Another sharp breath. “I don’t know if they can. He’s so bad. So bad.”
My heart clenches. “Where are you?”
“We’re almost there. Joel’s with me.”
“Okay, good. I’m coming,” I say, crossing my porch and hauling my front door open. “Let me just call Mom. I’ll borrow the car.”
Chelsea’s still crying when I storm down the hallway toward my bedroom.
“Emmie, I can’t find Deacon…”
“Your brother never answers his phone,” I say, pushing open my door. “I’ll run by the docks first and—”
“No. No, he was there. He was at the house.”
Chelsea makes a strangled sound, and I notice the liquid-thick heat in my bedroom. The kind of heat that tells me the air conditioner is broken. Or my window is open.
My gaze drags to my fluttering white curtains, to the dark smudge on the windowsill.

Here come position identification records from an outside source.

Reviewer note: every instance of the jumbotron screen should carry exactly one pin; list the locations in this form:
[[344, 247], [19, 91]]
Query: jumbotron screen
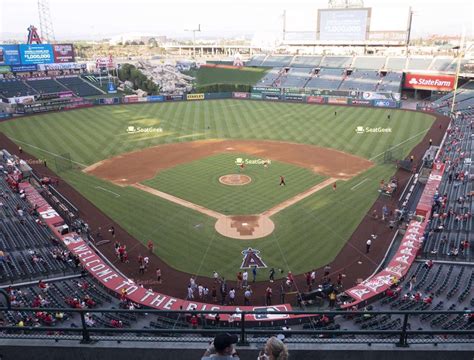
[[343, 24]]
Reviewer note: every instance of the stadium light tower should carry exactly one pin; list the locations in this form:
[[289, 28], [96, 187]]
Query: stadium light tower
[[345, 4], [194, 38], [46, 25]]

Chelsea’s voice goes low and raspy. “He ran, Emmie. God, he was there with Dad. He was in the house, but he ran.”
I swivel with an invisible fist lodged in my throat. My bathroom door is open, a red-black smudge beneath the knob.
My mouth goes dry, my pulse thumping slower than it should. Then I see the blood on the floor by my sink, and my heart tumbles end over end.
“We’re here. I’ll call soon,” Chelsea says and hangs up.
I see him, his back to my tub and his dark head bowed on one bent knee. Oh God.
He’s covered in blood. It’s on his legs, his hands. Dripping onto my white tile floor. He looks up, and my heart goes strangely steady.
I take a breath that tastes like purpose. “Deacon?”